Paradoxalement, Keolis, qui exploite davantage de réseaux, en particulier des grands (Lyon, Lille, Bordeaux, Strasbourg…), ne chiffre le manque à gagner qu’à 30 M€ annuels. Tout en sachant que le taux de fraude réel est généralement quatre fois plus important que le taux apparent (voir encadré comment compte-t-on les fraudeurs ?). Le réel, estimé par enquête, se situerait généralement autour de 5 % pour un petit réseau, mais il peut atteindre jusqu’à 20 % dans les réseaux à tram, avec une moyenne autour de 10 %. En dehors du tramway, l’un des facteurs aggravants : le fait d’avoir cédé à la mode de la montée toutes portes dans les bus. « Le conducteur ne joue plus son rôle majeur de maintien du respect de l’espace bus », poursuit Franck Michel. Et même si l’on fait marche arrière en réinstaurant la montée par la porte avant, c’est difficile… « Sur 100 voyageurs, on sait qu’on trouve 10 fraudeurs invétérés, 10 personnes qui paient systématiquement et 80 fraudeurs d’opportunité, c’est sur ces derniers que nous axons nos actions », explicite-t-il. Au sein de cette large population, on trouve celui qui une seule fois n’aura pas eu le temps ou la monnaie pour acheter son titre, comme celui qui estime fréquemment que « c’est trop cher pour deux stations » ou encore celui qui ne paiera qu’exceptionnellement.
Par rapport à nos voisins européens, on ne ferait ni mieux, ni pire en la matière. Mais la différence tiendrait principalement dans la perception de faire quelque chose de mal. « On fraude l’Etat, c’est un sport national, et il n’y a pas de contrôle social des autres voyageurs », résume Franck Michel de Transdev. « Dans tous les sondages, la fraude apparaît comme un péché véniel, relève de son côté Frédéric Baverez. Mettre les pieds sur le siège ou arracher une fleur d’un jardin public sont perçus comme des actes plus répréhensibles… ». Explication : les gens ont l’impression de ne léser personne. « Il faut donc faire valoir l’enjeu économique, poursuit-il. Ainsi à Lyon, des adhésifs rappellent que la fraude correspond à l’achat d’une rame de métro ou de 10 bus par an… ». Histoire de rappeler que c’est toute la collectivité qui est en fait pénalisée par la triche de chacun. Dans ce très grand réseau, Keolis arrive à contenir la triche aux alentours de 10 %, un résultat honorable, fruit d’une pression permanente et de longue date. « Il faut lutter contre la fraude, car c’est à la fois un enjeu pour les finances publiques, un manque de citoyenneté et une demande des clients qui ne supportent pas de payer quand les autres ne le font pas, poursuit-il. La fraude contribue de plus au sentiment d’insécurité ».

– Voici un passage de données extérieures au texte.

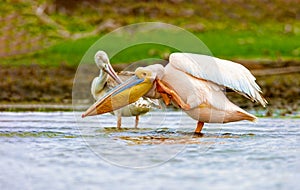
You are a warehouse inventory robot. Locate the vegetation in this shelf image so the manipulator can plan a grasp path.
[0,0,300,115]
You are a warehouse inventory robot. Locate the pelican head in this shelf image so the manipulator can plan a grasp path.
[94,51,122,84]
[82,65,164,117]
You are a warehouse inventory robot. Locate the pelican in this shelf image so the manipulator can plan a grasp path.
[82,53,267,134]
[91,51,152,128]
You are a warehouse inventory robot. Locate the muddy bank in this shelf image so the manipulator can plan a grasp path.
[0,61,300,115]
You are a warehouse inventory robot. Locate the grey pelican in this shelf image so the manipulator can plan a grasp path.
[82,53,267,133]
[91,51,153,128]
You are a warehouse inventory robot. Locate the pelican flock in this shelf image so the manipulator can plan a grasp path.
[91,51,153,128]
[82,53,267,133]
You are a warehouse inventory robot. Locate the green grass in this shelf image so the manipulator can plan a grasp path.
[2,30,300,66]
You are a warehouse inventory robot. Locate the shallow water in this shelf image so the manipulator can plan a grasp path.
[0,112,300,189]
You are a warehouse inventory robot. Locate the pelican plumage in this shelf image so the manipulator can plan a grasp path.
[83,53,267,133]
[91,51,152,128]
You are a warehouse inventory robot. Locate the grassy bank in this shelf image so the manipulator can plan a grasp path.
[1,31,300,67]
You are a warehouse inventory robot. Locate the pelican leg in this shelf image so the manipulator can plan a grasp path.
[195,121,204,134]
[157,80,190,110]
[134,115,140,128]
[117,112,122,129]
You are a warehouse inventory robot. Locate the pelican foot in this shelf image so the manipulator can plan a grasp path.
[194,132,204,137]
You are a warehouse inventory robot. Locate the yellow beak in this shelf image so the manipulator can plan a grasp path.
[82,76,153,117]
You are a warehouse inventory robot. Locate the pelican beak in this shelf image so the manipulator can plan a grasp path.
[82,76,153,118]
[103,64,123,84]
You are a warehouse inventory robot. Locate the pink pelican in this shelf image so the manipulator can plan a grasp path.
[91,51,154,128]
[82,53,267,133]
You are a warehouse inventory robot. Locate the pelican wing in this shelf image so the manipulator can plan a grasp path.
[169,53,267,106]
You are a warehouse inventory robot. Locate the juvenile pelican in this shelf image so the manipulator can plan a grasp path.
[82,53,267,133]
[91,51,151,128]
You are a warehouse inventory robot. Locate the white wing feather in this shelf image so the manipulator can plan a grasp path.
[169,53,267,106]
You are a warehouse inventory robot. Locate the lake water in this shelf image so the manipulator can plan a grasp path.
[0,111,300,189]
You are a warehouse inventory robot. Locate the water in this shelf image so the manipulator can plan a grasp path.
[0,112,300,189]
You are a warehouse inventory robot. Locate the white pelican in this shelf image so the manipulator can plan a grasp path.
[91,51,152,128]
[82,53,267,133]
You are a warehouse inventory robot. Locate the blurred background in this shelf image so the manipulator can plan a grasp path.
[0,0,300,116]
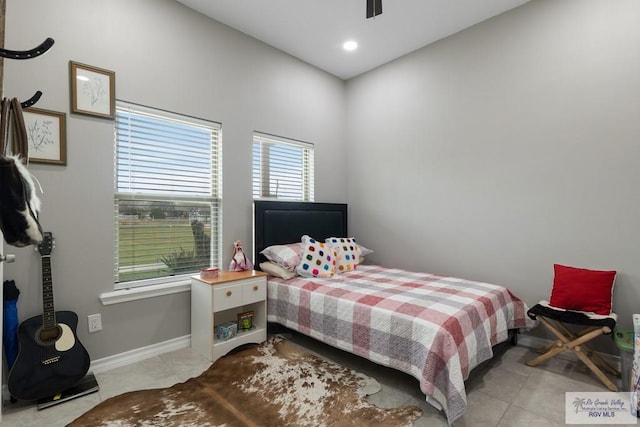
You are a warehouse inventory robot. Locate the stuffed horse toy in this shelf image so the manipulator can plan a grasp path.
[0,98,42,247]
[229,240,253,271]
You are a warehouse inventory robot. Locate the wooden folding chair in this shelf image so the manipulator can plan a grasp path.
[527,301,620,391]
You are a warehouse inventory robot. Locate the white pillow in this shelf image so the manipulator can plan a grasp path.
[260,243,302,271]
[260,261,296,280]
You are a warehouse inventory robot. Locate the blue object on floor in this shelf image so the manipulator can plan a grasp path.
[2,280,20,369]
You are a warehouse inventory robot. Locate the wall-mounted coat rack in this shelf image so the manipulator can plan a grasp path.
[0,37,55,59]
[0,37,55,108]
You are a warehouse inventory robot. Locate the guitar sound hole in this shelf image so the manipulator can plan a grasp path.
[38,325,62,345]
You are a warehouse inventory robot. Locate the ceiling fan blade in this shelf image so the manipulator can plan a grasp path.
[367,0,382,18]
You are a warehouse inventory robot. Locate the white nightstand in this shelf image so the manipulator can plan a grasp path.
[191,271,267,362]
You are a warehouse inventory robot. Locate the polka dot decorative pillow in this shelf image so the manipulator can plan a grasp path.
[296,235,336,277]
[325,237,360,273]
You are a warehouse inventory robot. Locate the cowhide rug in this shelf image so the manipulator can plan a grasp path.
[69,337,422,427]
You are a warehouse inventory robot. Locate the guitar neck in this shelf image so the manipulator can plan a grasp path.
[42,255,57,330]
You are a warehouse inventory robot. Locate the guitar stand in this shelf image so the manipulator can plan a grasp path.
[37,372,100,411]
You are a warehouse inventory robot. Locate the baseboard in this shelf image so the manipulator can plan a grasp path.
[518,334,621,369]
[89,335,191,373]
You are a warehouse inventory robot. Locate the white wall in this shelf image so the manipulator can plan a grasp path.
[4,0,347,359]
[347,0,640,352]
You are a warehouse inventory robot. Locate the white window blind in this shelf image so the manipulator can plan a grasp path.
[114,102,222,289]
[253,132,314,201]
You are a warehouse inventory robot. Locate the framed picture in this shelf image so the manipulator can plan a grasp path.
[69,61,116,119]
[23,107,67,165]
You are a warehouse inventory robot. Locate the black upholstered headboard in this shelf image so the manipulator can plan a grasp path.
[253,201,348,268]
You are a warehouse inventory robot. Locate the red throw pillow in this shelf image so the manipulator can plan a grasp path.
[549,264,616,316]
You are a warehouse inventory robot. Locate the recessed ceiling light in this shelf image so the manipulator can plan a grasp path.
[342,40,358,51]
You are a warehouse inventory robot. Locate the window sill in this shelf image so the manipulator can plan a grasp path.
[100,279,191,305]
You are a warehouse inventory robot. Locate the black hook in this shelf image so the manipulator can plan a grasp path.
[20,91,42,109]
[0,37,55,59]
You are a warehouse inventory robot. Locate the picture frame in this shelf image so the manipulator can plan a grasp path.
[238,310,253,331]
[22,107,67,166]
[69,61,116,119]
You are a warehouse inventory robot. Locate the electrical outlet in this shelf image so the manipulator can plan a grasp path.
[88,313,102,332]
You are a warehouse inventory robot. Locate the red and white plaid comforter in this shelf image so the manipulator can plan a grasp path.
[267,265,535,423]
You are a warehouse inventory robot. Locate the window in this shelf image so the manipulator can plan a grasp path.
[253,133,313,202]
[114,102,222,289]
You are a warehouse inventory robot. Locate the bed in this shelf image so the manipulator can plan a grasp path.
[254,201,535,424]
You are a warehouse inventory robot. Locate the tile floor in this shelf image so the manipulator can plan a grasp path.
[1,334,636,427]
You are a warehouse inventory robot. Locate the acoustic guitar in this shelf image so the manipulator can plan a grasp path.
[7,232,91,400]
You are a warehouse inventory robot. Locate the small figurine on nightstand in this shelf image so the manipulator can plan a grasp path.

L’inverse est aussi vrai : « une augmentation des ventes et des validations fait baisser les incivilités », rappelle Franck Geisler. Les méthodes employées pour améliorer les taux de fraude sont plus ou moins innovantes (voir celles de Keolis ci-après), mais dans tous les cas, « l’important, c’est de ne pas se voiler la face et de mettre les moyens sachant que la peur du gendarme est encore ce qui fonctionne le mieux », explique le directeur de la Scat. Une collaboration de longue date avec les Transports de l’agglomération de Montpellier (Tam), a porté ses fruits, le taux oscille encore entre 15 et 20 %, mais « ils sont partis de 25 %, rappelle-t-il. Les dégradations ont aussi baissé, cela apporte de la sérénité aux voyageurs qui payent, qui se sentent plus en sécurité ».
Dans les réseaux Transdev, on mise beaucoup sur la dissuasion, « qu’elle soit humaine, ce qui est essentiel, en impliquant les conducteurs ; matérielle, en évitant les réseaux ouverts et en plaçant au mieux les valideurs ; psychologique en rendant le contrôle visible et en enclenchant un cercle vertu, ou pédagogique via les campagnes », assure Franck Michel, le directeur territoires et marketing France. Lui ne parle pas du tube de dentifrice, mais rappelle que « la fraude est comme un matériau à mémoire de forme » et que seul un travail sur tous les fronts finit par payer. Malgré toute la communication et la pédagogie, la validation systématique à l’entrée dans le bus ou tram, mise en place dans 80 % des réseaux occasionne encore des triches, passibles d’une amende à 10 euros (contre 49,50 € sans les éventuels frais de dossier pour un défaut de titre).
Contrairement à ce qu’on pourrait penser, le taux de fraude n’est pas lié au taux de contrôle – généralement situé entre 2 et 5 %, mais au taux de recouvrement des PV, selon le responsable de Transdev. « Il faut faire en sorte que le recouvrement soit suivi, quitte à faire appel à une société spécialisée, conseille-t-il. Si on sait qu’en donnant une mauvaise adresse on n’est jamais retrouvé, on ne changera pas ses habitudes… A Reims, les contrôleurs ont une tablette reliée à la base de données des “ mauvais “ clients. » C’est aussi dans cet esprit que l’UTP aimerait faire changer la loi afin que le délit de fraude d’habitude soit constitué à partir de 5 infractions dans l’année, au lieu de 10 actuellement. Une demande à laquelle a accédé le Conseil national de la sécurité dans les transports en commun le 16 décembre.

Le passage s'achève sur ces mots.